The Dreamer as we know him today bears little resemblance to the man who was murdered in 1968. The Dreamer was constructed out of whole cloth by the same powerful media institutions which built King up in 1965 and 66, which denounced and slandered him 67 and 68, and made him a useful saint after his death. King never lived to be forty, so the Dreamer has already lived longer than the man, and for the powerful, has been far more useful. It's no mistake that a single speech in 1963 commemorated this week, was chosen by the establishment to represent the man's life work, and to negate it.

Being dead, King cannot object to his life's work being summed up as “a dream.” The Dreamer will never question the integrity of Eric Holder, the first black attorney general, who fights to keep black people in prison [5] under the old 100 to 1 crack vs cocaine penalties three years after the enactment of a law reducing those penalties, and colludes in the false imprisonment of countless numbers of black defendants on illegally obtained evidence.

The Dreamer won't remind us that the dire predictions of the living Dr. King, that we'd be marching to oppose wars without end, have come true, or that 45 years after his death the US is still the greatest purveyor of violence in the world today. And he certainly can't raise a prophetic voice to call out the first black president to blow up black and brown babies in Somalia, Pakistan and who knows where else with cruise missiles, or the first black president to try to prosecute truth-telling government employees for espionage. “The Dreamer” won't question the black president who has endorsed the bipartisan agendas of privatizing public education and slashing social security, who the president who, once in office, forgot his own promises to raise the minimum wage, to make it possible to organize unions, to deliver single payer health care and repeal the PATRIOT Act.

The Dreamer can't dispute Obama's twisted notion that poor people stalled “the movement” by using racism as an excuse to “give up on themselves.” The Dreamer can't make his lips question the Obama administration's increasing reliance on supermax prisons, universal surveillance, or bailouts for Wall Street.

The week spent commemorating :”the Dream” is a great way to forget the real past, ignore the real present and avoid responsibility for the future. It's a great excuse to assemble stars and celebrities and politicians, to pretend that the rise and prominence of the black political class was the foreordained outcome of the historic Freedom Movement in which the real Dr. King lived, worked and died.

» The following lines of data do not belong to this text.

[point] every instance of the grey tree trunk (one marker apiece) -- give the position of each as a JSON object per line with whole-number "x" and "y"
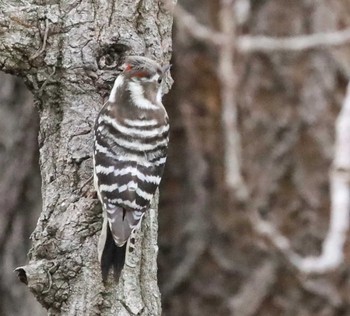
{"x": 67, "y": 51}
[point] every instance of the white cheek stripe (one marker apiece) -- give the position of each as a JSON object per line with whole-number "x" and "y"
{"x": 136, "y": 93}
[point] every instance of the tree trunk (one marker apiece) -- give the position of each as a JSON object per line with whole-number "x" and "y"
{"x": 20, "y": 202}
{"x": 67, "y": 51}
{"x": 212, "y": 259}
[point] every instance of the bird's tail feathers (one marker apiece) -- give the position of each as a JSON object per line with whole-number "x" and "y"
{"x": 112, "y": 257}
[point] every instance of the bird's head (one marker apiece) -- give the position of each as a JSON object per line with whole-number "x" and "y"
{"x": 143, "y": 70}
{"x": 142, "y": 78}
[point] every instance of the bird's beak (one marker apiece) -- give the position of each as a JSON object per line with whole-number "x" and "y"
{"x": 166, "y": 68}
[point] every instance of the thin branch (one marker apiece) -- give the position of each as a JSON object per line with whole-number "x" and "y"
{"x": 43, "y": 47}
{"x": 228, "y": 90}
{"x": 249, "y": 43}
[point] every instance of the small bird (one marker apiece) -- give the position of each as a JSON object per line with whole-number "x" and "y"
{"x": 131, "y": 138}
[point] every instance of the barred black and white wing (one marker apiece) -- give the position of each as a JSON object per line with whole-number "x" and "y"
{"x": 130, "y": 149}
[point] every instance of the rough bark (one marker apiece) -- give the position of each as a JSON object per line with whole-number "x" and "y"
{"x": 67, "y": 51}
{"x": 287, "y": 104}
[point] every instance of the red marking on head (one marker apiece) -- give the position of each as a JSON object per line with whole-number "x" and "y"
{"x": 140, "y": 74}
{"x": 127, "y": 67}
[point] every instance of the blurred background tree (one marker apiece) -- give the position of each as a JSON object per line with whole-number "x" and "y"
{"x": 215, "y": 256}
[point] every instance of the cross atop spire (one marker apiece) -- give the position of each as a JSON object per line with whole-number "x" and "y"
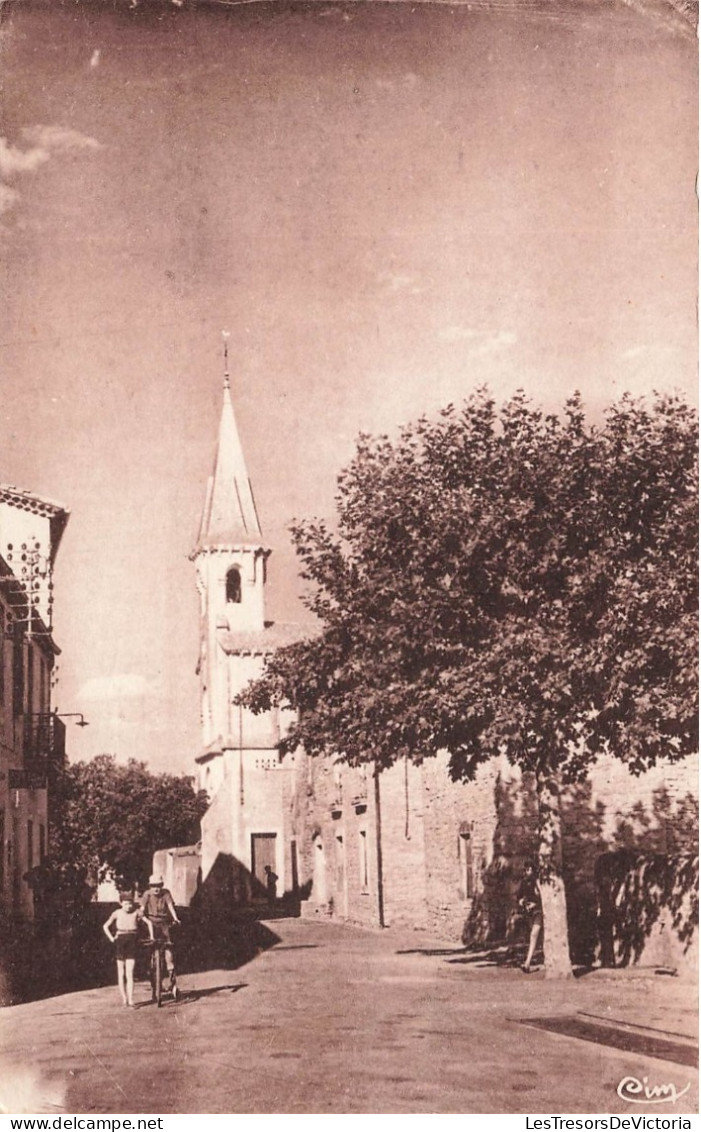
{"x": 230, "y": 516}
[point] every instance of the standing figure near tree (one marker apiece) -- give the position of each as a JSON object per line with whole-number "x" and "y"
{"x": 121, "y": 929}
{"x": 528, "y": 900}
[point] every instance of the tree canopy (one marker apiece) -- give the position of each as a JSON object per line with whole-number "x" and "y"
{"x": 109, "y": 819}
{"x": 504, "y": 581}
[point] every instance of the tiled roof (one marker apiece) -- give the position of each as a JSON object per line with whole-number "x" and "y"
{"x": 30, "y": 502}
{"x": 275, "y": 635}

It's a great distraction from the fact that apart from their own careers, the black political class, right up to and including President Obama, have achieved very little in the way of substantive victories for our people in the last four decades.

For me, one of the lessons of Dr. King's career and that of “the Dreamer”, who was born after the flesh and blood man was murdered, is the willingness of establishment media to rewrite history even as it's being made, to blunt popular consciousness, to erase past sins, to stunt and limit our vision of the better world we know is possible. The Dreamer is a zombie, immortalized in a monumnet paid for by Wal-Mart, Boeing, Bank of America, British Petroleum and other corporate criminals. The folks I ran with four decades ago, and run with today disagreed with Dr. King, but we admire him. We never had much use though, for “The Dreamer.”